Oysa tarihte müslümanların geliştirdikleri tarihin tanık olduğu ilk küreselleşme tecrübesinde, İslâm medeniyetinin başka medeniyetlerden, başka medeniyetlerin de İslâm medeniyetinden imajinatif şekillerde beslenebildikleri verimli bir vasat ve bunun vasıtaları inşa edilmişti.
İslâm medeniyeti, iki asırdır, ikinci büyük varoluşsal bunalımını yaşadığı için, küreselleşme süreci, müslümanların ufuklarının genişlemesine değil, zihinlerinin, kültürlerinin, ekonomilerinin ülkesizleşmesine, ilkesizleşmesine, dolayısıyla İslâmî duyarlıklarının hızla aşınmasına yol açıyor...
DİRENİŞ VE DİRİLİŞ RUHUYLA DONANMAK...
Modernleşme, küre ölçeğindeki ilk ülkesizleştirme, ilkesizleştirme ve ruhsuzlaştırma tecrübesidir.
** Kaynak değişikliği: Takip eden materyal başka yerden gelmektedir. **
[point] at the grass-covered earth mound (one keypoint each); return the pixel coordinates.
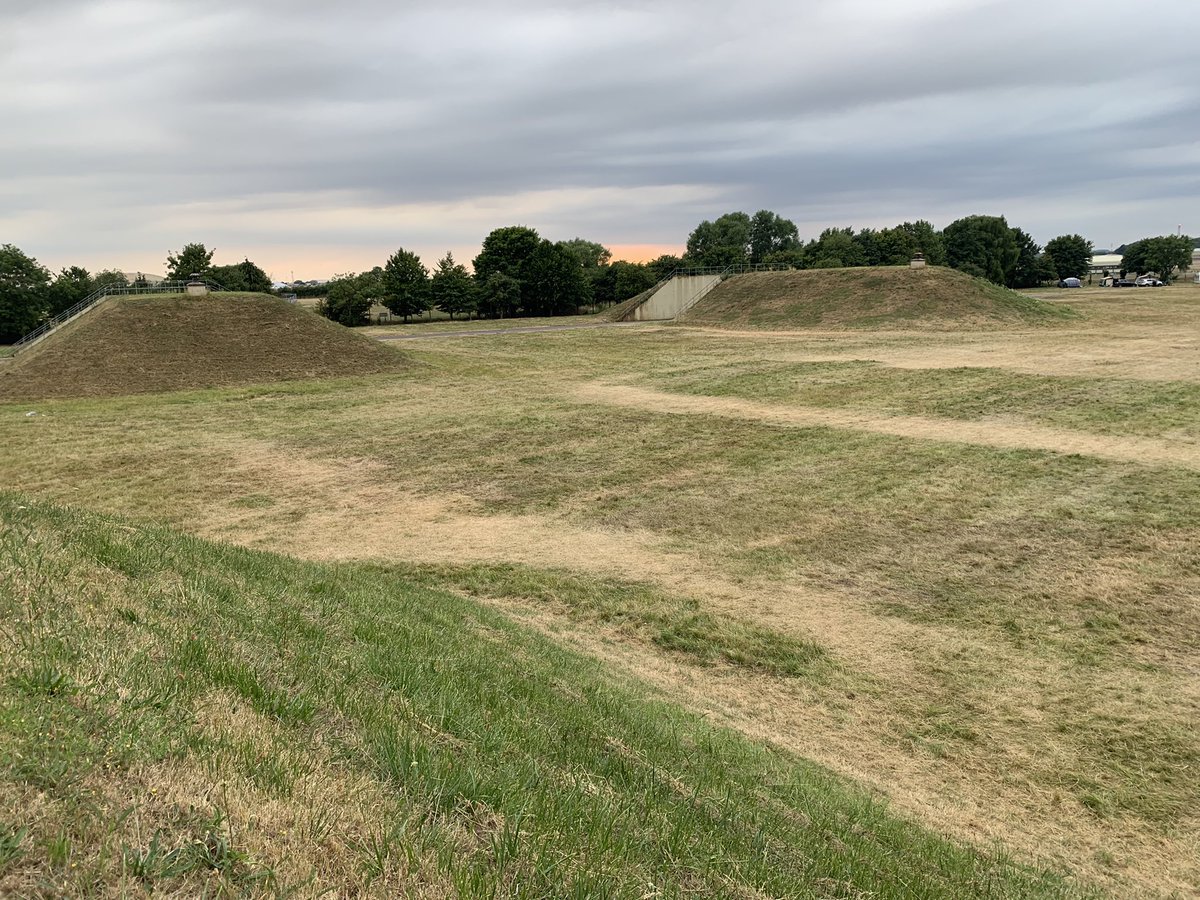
(877, 297)
(144, 345)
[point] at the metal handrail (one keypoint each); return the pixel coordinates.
(162, 287)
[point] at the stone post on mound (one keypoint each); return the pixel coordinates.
(196, 287)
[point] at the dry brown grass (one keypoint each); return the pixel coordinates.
(511, 451)
(881, 297)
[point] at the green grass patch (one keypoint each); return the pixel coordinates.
(495, 761)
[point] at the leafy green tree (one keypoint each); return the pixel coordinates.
(109, 279)
(630, 280)
(24, 293)
(499, 295)
(348, 298)
(900, 244)
(553, 282)
(253, 279)
(792, 258)
(71, 286)
(1161, 255)
(505, 251)
(664, 265)
(1071, 255)
(985, 244)
(771, 233)
(241, 276)
(451, 288)
(834, 249)
(406, 285)
(1025, 270)
(1047, 269)
(589, 253)
(725, 241)
(192, 259)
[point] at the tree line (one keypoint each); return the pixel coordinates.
(519, 273)
(984, 246)
(516, 273)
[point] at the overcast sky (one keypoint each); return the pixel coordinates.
(318, 137)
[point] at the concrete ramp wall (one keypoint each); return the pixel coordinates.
(673, 298)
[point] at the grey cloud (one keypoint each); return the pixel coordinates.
(797, 107)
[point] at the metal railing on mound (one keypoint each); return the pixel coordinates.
(162, 287)
(725, 271)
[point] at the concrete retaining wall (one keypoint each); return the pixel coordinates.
(673, 298)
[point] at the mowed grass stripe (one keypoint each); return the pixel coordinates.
(997, 435)
(491, 762)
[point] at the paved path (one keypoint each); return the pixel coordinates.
(529, 330)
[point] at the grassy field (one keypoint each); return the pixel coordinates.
(185, 718)
(958, 568)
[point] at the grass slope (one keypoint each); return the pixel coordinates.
(144, 345)
(181, 717)
(867, 298)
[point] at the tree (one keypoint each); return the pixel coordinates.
(985, 244)
(927, 240)
(553, 282)
(589, 253)
(664, 265)
(1072, 256)
(1025, 270)
(253, 279)
(192, 259)
(505, 251)
(109, 279)
(406, 285)
(723, 243)
(1047, 269)
(499, 295)
(243, 276)
(24, 293)
(1161, 255)
(348, 298)
(834, 249)
(771, 233)
(451, 288)
(70, 287)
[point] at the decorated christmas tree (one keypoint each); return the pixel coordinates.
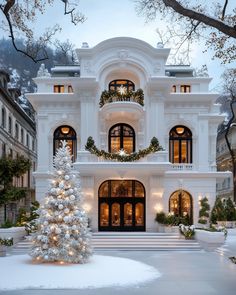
(204, 211)
(63, 234)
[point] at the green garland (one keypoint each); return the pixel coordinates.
(108, 96)
(153, 147)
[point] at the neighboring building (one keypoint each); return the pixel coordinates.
(17, 137)
(178, 109)
(224, 187)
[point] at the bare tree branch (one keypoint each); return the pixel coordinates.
(207, 20)
(224, 10)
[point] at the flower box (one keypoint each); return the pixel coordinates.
(208, 239)
(17, 233)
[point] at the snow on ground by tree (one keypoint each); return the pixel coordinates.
(19, 272)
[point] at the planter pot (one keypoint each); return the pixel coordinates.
(209, 240)
(17, 233)
(2, 251)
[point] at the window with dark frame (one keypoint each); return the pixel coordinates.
(59, 88)
(121, 137)
(116, 84)
(68, 134)
(180, 145)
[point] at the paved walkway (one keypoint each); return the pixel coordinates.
(202, 273)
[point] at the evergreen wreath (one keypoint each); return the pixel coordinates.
(153, 147)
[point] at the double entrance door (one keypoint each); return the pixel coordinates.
(121, 213)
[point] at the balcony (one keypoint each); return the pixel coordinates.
(110, 96)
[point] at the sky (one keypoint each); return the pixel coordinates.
(109, 18)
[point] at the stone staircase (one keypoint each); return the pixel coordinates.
(128, 241)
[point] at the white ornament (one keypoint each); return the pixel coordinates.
(58, 231)
(72, 197)
(61, 185)
(66, 218)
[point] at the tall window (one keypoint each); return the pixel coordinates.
(16, 131)
(185, 88)
(180, 145)
(3, 122)
(59, 88)
(22, 135)
(9, 125)
(181, 205)
(121, 136)
(65, 133)
(119, 84)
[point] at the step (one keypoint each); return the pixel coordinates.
(128, 241)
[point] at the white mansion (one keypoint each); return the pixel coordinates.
(124, 96)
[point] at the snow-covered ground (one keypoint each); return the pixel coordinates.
(19, 272)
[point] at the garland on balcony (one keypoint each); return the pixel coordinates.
(113, 96)
(121, 156)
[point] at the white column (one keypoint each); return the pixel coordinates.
(89, 121)
(203, 145)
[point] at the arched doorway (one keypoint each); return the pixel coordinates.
(181, 205)
(68, 134)
(121, 206)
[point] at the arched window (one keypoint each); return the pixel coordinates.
(121, 205)
(9, 125)
(180, 145)
(118, 84)
(16, 131)
(121, 136)
(3, 122)
(65, 133)
(181, 205)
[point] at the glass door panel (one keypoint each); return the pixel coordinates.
(128, 214)
(139, 214)
(104, 214)
(115, 215)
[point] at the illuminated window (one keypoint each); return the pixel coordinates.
(119, 84)
(9, 124)
(121, 136)
(180, 204)
(173, 88)
(70, 89)
(16, 131)
(3, 121)
(185, 88)
(180, 145)
(59, 88)
(65, 133)
(121, 205)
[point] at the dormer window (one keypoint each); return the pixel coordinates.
(121, 85)
(59, 88)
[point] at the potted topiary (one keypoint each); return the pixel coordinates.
(7, 242)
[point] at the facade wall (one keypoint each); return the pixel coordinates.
(135, 60)
(15, 143)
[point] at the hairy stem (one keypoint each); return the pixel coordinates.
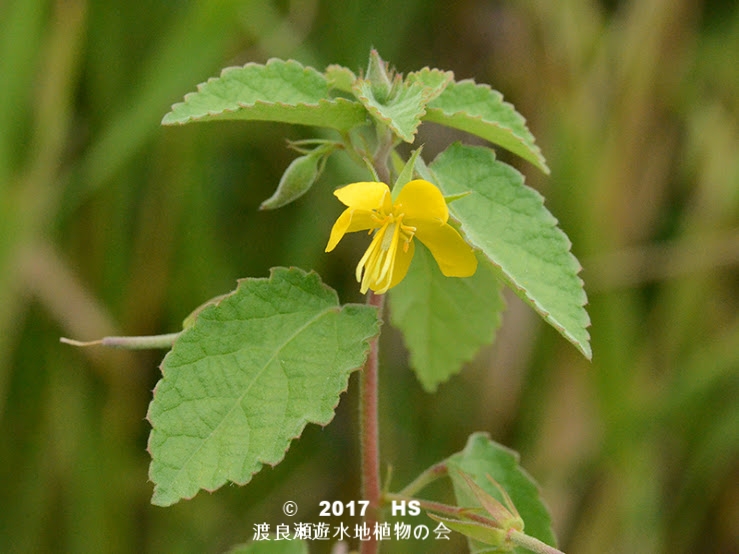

Küreselleşme ise, ülkesizleşme, ilkesizleşme ve ruhsuzlaşmanın izafîleştirici, ayartıcı nitelikler kazanarak postmodern şekillerde gerçekleşmesine neden oluyor...
Batılılar, insanı, insanın kurdu olarak gördüler; bugün de öyle görüyorlar hâlâ.
Bizde insan insanın kurdu değil, umudu, ufku ve yurdudur; dün böyleydi bu, yarın da böyle olacak inşallah.
Bunun olabilmesi için, müslümanların, sistemin dönüştürdüğü ülkesiz / yurtsuz ve ilkesiz / ruhsuz kitleler olmaktan kurtulup, bu ülkeye, sisteme ve dünyaya ruh üfleyecek, dolayısıyla sistemi dönüştürecek köklü ve güçlü bir direniş ve diriliş ruhuyla donanmakzorundalar.
Direniş ve diriliş ruhu, dünkü yazımda da dikkat çektiğim gibi, dikey ve yatay eksenlerde gerçekleştirilecek oluş ve varoluş yolcuğuna çıkmaktan, bunun yolu da, hem bizim hem insanlığın önünü açacak öncü insanlar yetiştirmekten ve bu öncüleri çıkaracak örnek bir müslüman toplum inşa etmekten geçiyor yeniden, taze bir ruhla.
Zorlu bir yolculuk bizi bekliyor. Vesselâm.